La France a 50 ans de retard sur ce sujet
Véronique LEBAR, présidente du Comité éthique et sport
LCI : Le Comité éthique et sport, que vous présidez, prend en charge des victimes de maltraitances dans le sport. Depuis l'émergence du mouvement #MeToo en 2017, avez-vous noté une hausse du nombre de prises en charge que vous effectuez ?
Véronique LEBAR : Pour certaines raisons, j'ai l'impression que l'omerta est beaucoup plus importante dans le sport qu'ailleurs. Nous avons constaté une augmentation régulière des appels sur notre numéro gratuit (01.45.33.85.62) dédié à ces cas-là. Mais il n'y a pas eu d'explosion, non. Il ne faut pas perdre à l'esprit que le sport est un milieu très particulier. J'espère que nous allons arriver, un jour, à avoir une parole libérée par rapport aux sportives victimes d'agressions sexuelles.
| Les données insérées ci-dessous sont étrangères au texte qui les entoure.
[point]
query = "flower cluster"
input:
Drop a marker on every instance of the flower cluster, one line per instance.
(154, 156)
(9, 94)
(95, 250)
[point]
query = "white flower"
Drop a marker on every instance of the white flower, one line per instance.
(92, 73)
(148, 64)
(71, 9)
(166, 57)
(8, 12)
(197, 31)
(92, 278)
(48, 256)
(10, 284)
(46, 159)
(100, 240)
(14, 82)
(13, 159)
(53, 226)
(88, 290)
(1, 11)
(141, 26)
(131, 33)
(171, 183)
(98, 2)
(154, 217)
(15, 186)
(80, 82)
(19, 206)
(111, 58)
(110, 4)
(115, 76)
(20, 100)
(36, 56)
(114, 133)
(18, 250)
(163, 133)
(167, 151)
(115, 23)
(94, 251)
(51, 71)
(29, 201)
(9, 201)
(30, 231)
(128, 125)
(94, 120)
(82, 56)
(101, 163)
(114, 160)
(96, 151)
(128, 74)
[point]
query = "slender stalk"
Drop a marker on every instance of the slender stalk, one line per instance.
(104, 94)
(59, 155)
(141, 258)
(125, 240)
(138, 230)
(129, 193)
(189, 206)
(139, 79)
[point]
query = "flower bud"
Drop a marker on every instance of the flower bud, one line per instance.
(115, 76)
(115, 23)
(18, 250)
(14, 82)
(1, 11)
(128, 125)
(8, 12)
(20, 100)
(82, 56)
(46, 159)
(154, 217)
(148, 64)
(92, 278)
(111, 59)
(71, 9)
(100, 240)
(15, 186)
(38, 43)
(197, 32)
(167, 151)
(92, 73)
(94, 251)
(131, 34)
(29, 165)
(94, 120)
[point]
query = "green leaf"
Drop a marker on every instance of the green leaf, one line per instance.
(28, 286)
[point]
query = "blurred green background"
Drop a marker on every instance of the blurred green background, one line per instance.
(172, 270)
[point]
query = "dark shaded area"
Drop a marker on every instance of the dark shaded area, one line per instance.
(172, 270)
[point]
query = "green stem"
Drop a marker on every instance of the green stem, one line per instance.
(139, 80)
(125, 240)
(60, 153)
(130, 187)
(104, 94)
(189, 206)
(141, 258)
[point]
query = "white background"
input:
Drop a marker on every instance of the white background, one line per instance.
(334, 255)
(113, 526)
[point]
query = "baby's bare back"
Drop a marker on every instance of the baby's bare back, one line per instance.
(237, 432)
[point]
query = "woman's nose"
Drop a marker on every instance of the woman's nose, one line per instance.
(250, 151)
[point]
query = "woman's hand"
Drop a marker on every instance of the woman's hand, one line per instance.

Mais je ne pense pas que ça arrivera vite.
LCI : Sur cette question, considérez-vous que la France accuse du retard sur ces voisins ?
Véronique LEBAR : Très clairement. À titre de comparaison, les Anglais sont les "champions" de la libération de la parole et de la prise en charge des victimes. Il paraît qu'ils sont très en avance sur toute la lutte contre les maltraitances. La parole s'est libérée beaucoup plus tôt. On a pu le voir avec le scandale des affaires d'abus sexuels et de pédophilie qui a secoué le football anglais. La France compte bien 50 ans de retard. Je vous rappelle que la précédente ministre des Sports, Laura Flessel, disait : "Les violences sexuelles n'existent pas dans le sport". L'acceptation, reconnaître que "oui ça existe", c'est très récent.
Trouver des solutions, cela ne se fait pas en cinq ans
Véronique LEBAR, présidente du Comité éthique et sport
LCI : Que doivent mettre en oeuvre les pouvoirs publics pour rattraper ce retard ?
Véronique LEBAR : C'est un problème de fond. Les pouvoirs publics devraient réunir autour de la table des experts médicaux et des spécialistes de ces questions pour travailler à des solutions pensées au-delà des cinq ans de leur mandat. C'est un travail qu'il faut faire avec beaucoup de rigueur et de professionnalisme. Le rapport de Greg Décamps sur le sujet date de 2009. Même s'il l'a réactualisé en 2014, il est quand même assez ancien. Trouver des solutions, cela ne se fait pas en cinq ans. C'est un travail qu'il faut penser. Il faut prendre le temps et poser les fondations pour apporter une réponse efficace.